Figure 14. Plan view of hydroelastic response for OFPV-II with $s_p=1\mathrm{m}$. Regular wave, headsea condition. Waves travel from right to left. Note: The subscript in $\chi$ and ${\overline{w}}_{max}$ represents the module number in for each OFPV.

Figure 15. Plan view of hydroelastic response for OFPV-II with $s_p=5\mathrm{m}$. Regular wave, headsea condition. Waves travel from right to left. Note: The subscript in $\chi$ and ${\overline{w}}_{max}$ represents the module number in for each OFPV.

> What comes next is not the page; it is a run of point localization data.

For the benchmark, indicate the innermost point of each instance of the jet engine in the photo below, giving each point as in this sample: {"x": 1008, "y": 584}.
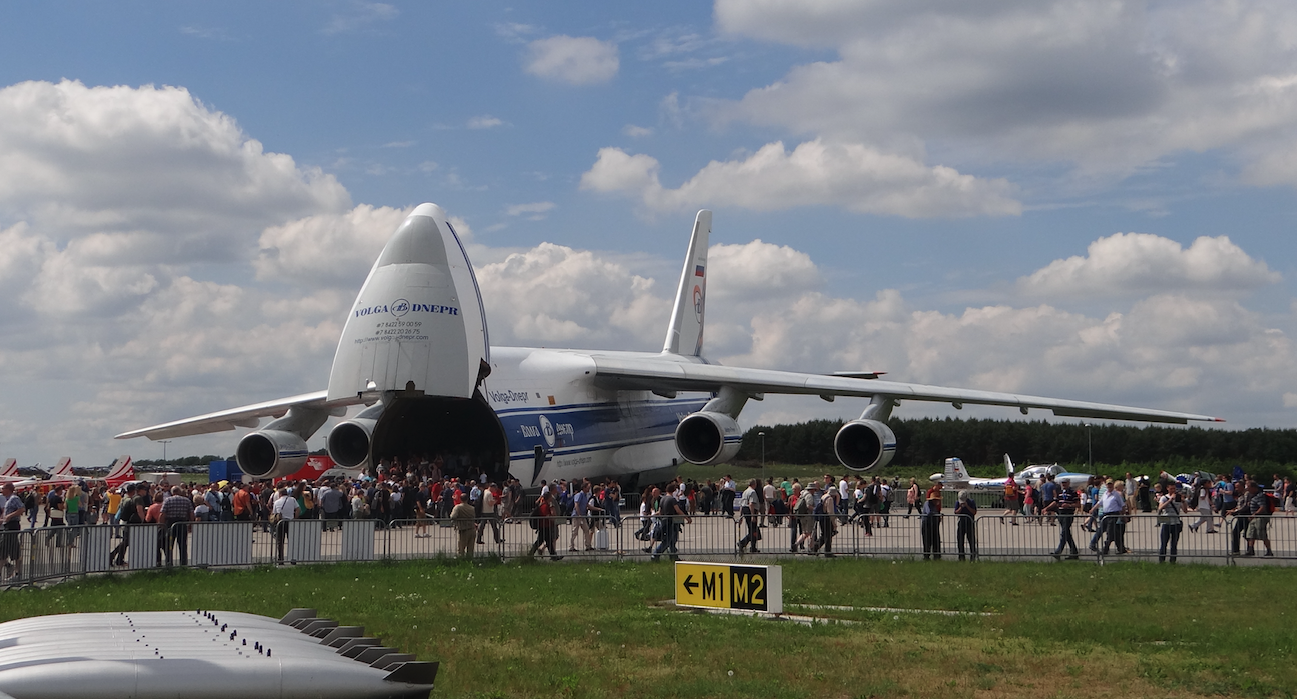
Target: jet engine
{"x": 708, "y": 438}
{"x": 863, "y": 445}
{"x": 349, "y": 441}
{"x": 271, "y": 453}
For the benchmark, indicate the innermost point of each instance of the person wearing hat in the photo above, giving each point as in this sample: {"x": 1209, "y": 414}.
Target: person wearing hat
{"x": 802, "y": 512}
{"x": 1260, "y": 509}
{"x": 462, "y": 516}
{"x": 11, "y": 521}
{"x": 1065, "y": 506}
{"x": 965, "y": 531}
{"x": 930, "y": 523}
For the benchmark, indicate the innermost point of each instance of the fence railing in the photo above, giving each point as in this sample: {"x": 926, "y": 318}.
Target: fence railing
{"x": 55, "y": 553}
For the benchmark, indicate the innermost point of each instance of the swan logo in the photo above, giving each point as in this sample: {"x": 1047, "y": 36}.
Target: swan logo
{"x": 546, "y": 429}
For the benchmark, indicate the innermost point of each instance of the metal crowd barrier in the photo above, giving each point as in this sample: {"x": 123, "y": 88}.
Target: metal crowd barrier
{"x": 57, "y": 553}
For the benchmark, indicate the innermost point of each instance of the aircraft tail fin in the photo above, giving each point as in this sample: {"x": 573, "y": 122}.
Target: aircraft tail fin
{"x": 64, "y": 467}
{"x": 685, "y": 335}
{"x": 119, "y": 472}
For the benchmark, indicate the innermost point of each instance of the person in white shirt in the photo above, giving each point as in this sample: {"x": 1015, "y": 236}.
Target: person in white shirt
{"x": 728, "y": 492}
{"x": 768, "y": 490}
{"x": 283, "y": 510}
{"x": 750, "y": 507}
{"x": 1204, "y": 509}
{"x": 1112, "y": 507}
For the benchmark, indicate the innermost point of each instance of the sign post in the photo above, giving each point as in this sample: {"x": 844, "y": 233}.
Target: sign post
{"x": 720, "y": 586}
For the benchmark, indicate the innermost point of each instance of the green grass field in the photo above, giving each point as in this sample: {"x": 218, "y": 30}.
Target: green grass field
{"x": 524, "y": 629}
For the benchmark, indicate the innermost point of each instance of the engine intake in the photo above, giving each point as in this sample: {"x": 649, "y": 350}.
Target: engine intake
{"x": 271, "y": 454}
{"x": 708, "y": 438}
{"x": 349, "y": 441}
{"x": 863, "y": 445}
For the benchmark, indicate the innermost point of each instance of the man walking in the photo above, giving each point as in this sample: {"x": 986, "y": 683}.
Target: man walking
{"x": 671, "y": 514}
{"x": 1258, "y": 521}
{"x": 11, "y": 521}
{"x": 175, "y": 516}
{"x": 1065, "y": 506}
{"x": 462, "y": 519}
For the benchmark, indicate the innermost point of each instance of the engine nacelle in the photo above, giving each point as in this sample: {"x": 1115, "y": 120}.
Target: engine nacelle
{"x": 349, "y": 441}
{"x": 271, "y": 454}
{"x": 708, "y": 438}
{"x": 863, "y": 445}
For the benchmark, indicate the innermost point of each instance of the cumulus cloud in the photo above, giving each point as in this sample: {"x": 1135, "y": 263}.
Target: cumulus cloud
{"x": 90, "y": 160}
{"x": 484, "y": 121}
{"x": 854, "y": 177}
{"x": 361, "y": 16}
{"x": 535, "y": 210}
{"x": 553, "y": 295}
{"x": 1126, "y": 265}
{"x": 1105, "y": 86}
{"x": 327, "y": 249}
{"x": 573, "y": 60}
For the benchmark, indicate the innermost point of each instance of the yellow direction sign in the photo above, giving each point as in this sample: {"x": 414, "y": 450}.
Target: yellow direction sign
{"x": 729, "y": 586}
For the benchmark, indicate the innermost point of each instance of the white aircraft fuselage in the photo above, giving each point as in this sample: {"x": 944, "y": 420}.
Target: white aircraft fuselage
{"x": 415, "y": 353}
{"x": 549, "y": 401}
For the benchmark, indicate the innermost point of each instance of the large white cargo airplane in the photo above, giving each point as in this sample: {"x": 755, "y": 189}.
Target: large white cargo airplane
{"x": 415, "y": 353}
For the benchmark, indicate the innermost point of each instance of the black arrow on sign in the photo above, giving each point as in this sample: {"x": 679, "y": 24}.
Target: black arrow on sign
{"x": 689, "y": 582}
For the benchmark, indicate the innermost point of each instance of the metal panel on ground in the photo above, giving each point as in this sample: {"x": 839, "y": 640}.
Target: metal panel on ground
{"x": 96, "y": 542}
{"x": 304, "y": 540}
{"x": 357, "y": 540}
{"x": 222, "y": 544}
{"x": 143, "y": 551}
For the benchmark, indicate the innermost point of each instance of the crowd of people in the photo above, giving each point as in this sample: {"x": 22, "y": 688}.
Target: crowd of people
{"x": 418, "y": 493}
{"x": 1239, "y": 501}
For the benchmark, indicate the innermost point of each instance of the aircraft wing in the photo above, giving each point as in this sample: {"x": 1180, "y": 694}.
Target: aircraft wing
{"x": 673, "y": 375}
{"x": 230, "y": 419}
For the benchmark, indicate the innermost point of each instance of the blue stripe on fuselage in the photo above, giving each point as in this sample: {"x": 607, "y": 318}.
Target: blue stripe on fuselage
{"x": 593, "y": 426}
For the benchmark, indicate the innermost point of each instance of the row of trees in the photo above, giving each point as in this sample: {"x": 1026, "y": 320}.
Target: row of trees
{"x": 983, "y": 442}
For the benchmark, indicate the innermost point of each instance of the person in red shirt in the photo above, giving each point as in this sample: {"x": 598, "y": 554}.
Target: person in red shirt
{"x": 930, "y": 523}
{"x": 241, "y": 503}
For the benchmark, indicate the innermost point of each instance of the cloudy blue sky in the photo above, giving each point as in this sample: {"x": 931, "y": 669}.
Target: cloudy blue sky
{"x": 1073, "y": 199}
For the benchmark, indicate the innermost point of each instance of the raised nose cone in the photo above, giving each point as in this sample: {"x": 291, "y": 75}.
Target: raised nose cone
{"x": 418, "y": 322}
{"x": 418, "y": 240}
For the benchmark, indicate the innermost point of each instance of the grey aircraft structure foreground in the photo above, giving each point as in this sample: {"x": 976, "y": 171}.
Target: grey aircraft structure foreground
{"x": 415, "y": 358}
{"x": 202, "y": 655}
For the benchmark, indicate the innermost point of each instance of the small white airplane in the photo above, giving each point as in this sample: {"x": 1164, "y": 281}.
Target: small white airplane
{"x": 1034, "y": 473}
{"x": 956, "y": 476}
{"x": 416, "y": 355}
{"x": 9, "y": 471}
{"x": 60, "y": 475}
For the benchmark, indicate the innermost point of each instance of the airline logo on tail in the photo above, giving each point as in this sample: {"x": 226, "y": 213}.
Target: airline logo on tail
{"x": 121, "y": 472}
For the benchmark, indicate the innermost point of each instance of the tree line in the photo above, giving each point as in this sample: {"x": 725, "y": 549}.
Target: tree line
{"x": 928, "y": 441}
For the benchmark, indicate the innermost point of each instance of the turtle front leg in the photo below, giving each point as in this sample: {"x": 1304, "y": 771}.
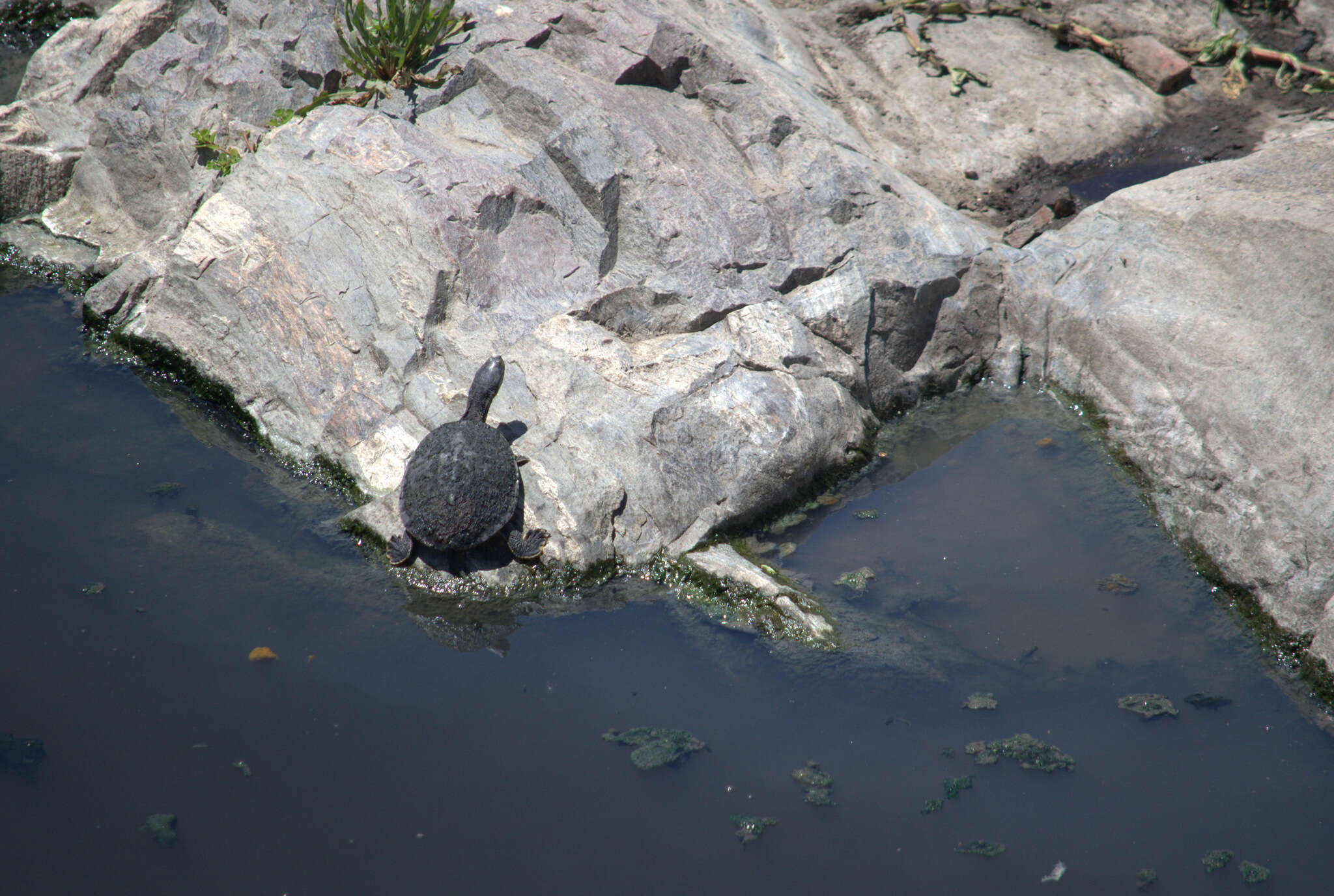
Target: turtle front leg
{"x": 401, "y": 550}
{"x": 526, "y": 546}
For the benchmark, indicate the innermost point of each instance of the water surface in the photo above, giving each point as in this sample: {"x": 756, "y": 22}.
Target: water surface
{"x": 383, "y": 762}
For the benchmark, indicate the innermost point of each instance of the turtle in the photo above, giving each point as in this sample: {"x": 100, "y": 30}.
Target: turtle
{"x": 462, "y": 483}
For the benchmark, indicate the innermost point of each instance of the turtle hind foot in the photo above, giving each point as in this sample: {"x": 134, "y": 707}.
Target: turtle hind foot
{"x": 527, "y": 547}
{"x": 401, "y": 550}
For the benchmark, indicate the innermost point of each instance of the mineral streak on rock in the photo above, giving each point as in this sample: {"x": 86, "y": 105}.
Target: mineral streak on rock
{"x": 1148, "y": 705}
{"x": 655, "y": 746}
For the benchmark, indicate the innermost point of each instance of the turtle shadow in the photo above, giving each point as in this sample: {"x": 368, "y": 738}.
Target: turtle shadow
{"x": 492, "y": 553}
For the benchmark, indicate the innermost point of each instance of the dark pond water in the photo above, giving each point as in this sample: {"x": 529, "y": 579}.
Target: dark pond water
{"x": 386, "y": 763}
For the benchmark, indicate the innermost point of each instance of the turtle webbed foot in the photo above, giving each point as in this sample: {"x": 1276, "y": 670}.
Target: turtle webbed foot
{"x": 527, "y": 547}
{"x": 401, "y": 548}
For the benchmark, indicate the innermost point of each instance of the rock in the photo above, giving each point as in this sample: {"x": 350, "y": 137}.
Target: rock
{"x": 1194, "y": 313}
{"x": 696, "y": 298}
{"x": 1045, "y": 105}
{"x": 1158, "y": 67}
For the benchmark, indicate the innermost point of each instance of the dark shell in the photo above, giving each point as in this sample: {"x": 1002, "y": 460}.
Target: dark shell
{"x": 461, "y": 486}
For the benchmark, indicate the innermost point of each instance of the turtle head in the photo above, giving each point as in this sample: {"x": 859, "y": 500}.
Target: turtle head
{"x": 483, "y": 389}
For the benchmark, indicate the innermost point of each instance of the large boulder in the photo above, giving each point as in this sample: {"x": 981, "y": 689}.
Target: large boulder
{"x": 1197, "y": 313}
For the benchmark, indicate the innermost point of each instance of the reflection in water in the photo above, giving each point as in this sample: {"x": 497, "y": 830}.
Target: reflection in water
{"x": 366, "y": 759}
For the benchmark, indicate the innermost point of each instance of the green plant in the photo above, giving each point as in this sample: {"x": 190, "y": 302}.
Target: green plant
{"x": 220, "y": 158}
{"x": 398, "y": 40}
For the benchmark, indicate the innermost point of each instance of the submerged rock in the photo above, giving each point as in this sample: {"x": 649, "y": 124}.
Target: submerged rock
{"x": 655, "y": 746}
{"x": 162, "y": 827}
{"x": 981, "y": 702}
{"x": 956, "y": 786}
{"x": 1030, "y": 752}
{"x": 1206, "y": 701}
{"x": 748, "y": 827}
{"x": 1148, "y": 705}
{"x": 1253, "y": 874}
{"x": 1118, "y": 584}
{"x": 981, "y": 848}
{"x": 855, "y": 579}
{"x": 816, "y": 781}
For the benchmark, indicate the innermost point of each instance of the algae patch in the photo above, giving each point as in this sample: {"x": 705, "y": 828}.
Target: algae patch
{"x": 816, "y": 781}
{"x": 655, "y": 746}
{"x": 748, "y": 827}
{"x": 1149, "y": 706}
{"x": 1030, "y": 752}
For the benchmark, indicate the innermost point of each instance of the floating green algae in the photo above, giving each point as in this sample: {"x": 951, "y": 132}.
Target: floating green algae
{"x": 1118, "y": 584}
{"x": 956, "y": 786}
{"x": 748, "y": 827}
{"x": 1030, "y": 752}
{"x": 981, "y": 702}
{"x": 981, "y": 848}
{"x": 163, "y": 827}
{"x": 855, "y": 579}
{"x": 1253, "y": 874}
{"x": 816, "y": 781}
{"x": 657, "y": 746}
{"x": 1148, "y": 705}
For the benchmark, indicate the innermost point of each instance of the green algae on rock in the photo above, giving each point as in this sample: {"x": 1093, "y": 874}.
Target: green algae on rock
{"x": 1030, "y": 752}
{"x": 954, "y": 786}
{"x": 855, "y": 579}
{"x": 1148, "y": 705}
{"x": 655, "y": 746}
{"x": 981, "y": 848}
{"x": 1118, "y": 584}
{"x": 816, "y": 781}
{"x": 1253, "y": 874}
{"x": 748, "y": 827}
{"x": 1206, "y": 701}
{"x": 163, "y": 827}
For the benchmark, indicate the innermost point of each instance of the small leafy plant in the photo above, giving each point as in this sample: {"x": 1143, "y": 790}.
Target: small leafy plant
{"x": 220, "y": 159}
{"x": 397, "y": 42}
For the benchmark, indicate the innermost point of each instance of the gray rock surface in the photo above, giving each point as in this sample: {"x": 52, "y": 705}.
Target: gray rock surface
{"x": 697, "y": 298}
{"x": 685, "y": 227}
{"x": 1199, "y": 313}
{"x": 1043, "y": 107}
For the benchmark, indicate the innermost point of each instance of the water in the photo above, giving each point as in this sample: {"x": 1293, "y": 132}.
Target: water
{"x": 387, "y": 763}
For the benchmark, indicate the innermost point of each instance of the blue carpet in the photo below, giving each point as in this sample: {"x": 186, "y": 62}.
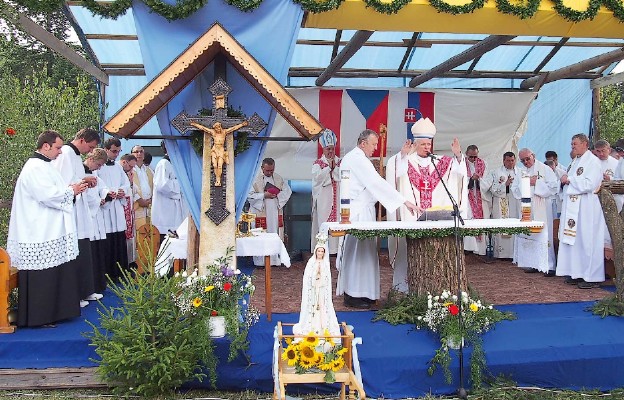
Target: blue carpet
{"x": 552, "y": 346}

Figure 16. Plan view of hydroelastic response for OFPV-II with $s_p=10\mathrm{m}$. Regular wave, headsea condition. Waves travel from right to left. Note: The subscript in $\chi$ and ${\overline{w}}_{max}$ represents the module number in for each OFPV.

7. Conclusions

A three-dimensional hydroelastic analysis of OFPVs was presented, where the floating structure was assumed to be a mat-like VLFS in grid configuration that could be modelled using the Kirchhoff–Love thin plate theory, whereas the water was assumed to be an ideal fluid modelled using the potential wave theory. The hybrid boundary element-finite element method was used to solve the fluid-structure interaction problem. The free vibration analysis was first carried out by solving the eigenvalue problem, where the natural frequencies (eigenvalue) and vibration modes (eigenvectors) were verified with their counterparts obtained from the finite element software ABAQUS. The verification showed good agreement in the natural frequencies and modes between the present model and those obtained from ABAQUS. This paper then proceeded to study the hydroelastic response of the OFPVs, where two case studies were carried out, i.e., OFPV-I (OFPV in one whole piece) and OFPV-II (OFPV in separate modules). It is important to note that the present method is limited to OFPVs with a small thickness-to-structural length ratio due to the limitation of the Kirchhoff–Love thin plate theory. A higher order plate theory such as the first order or third order shear deformation plate theory could be used to model OFPVs with a larger thickness. As a conclusion, the following findings were obtained:

• The hydroelastic response and compliance for OFPV-I showed that the elastic deformation of the OFPV increases with a reduction in wave periods;
• OFPVs with a smaller aspect ratio (long-ish structure) have greater elastic deformation but deflect in smaller magnitudes compared to the square OFPV-IA (aspect ratio $\alpha =1.0)$;
• The hydroelastic response under headsea conditions could be reduced by increasing the longitudinal stiffness of the OFPV. This can be done by reducing the spacing between the longitudinal modules in the OFPV;
• By splitting the OFPV into smaller OFPVs, i.e., OFPV-II, the compliance $\chi$ values implied that the hydroelastic response was smaller for OFPV-I when it wasconstructed in one piece;
• The gap spacing between the separated farms in OFPV-II showed a profound difference in the hydroelastic response due to the interference effect between the separated farms, and OFPV-IIA, which comprises four separated farms, has a higher $\chi$compared to OFPV-IIB and OFPV-IIC, both having two separated farms;
• The plot contours of the hydroelastic deflection showed that the farms located on the leeward side have smaller $\chi$ values compared to their counterparts located on the windward side.

In conclusion, this paper presents a numerical framework for computing the hydroelasticity of OFPV farms and the results presented here provide insight into the preferable layout configuration for OFPVs subject to wave action.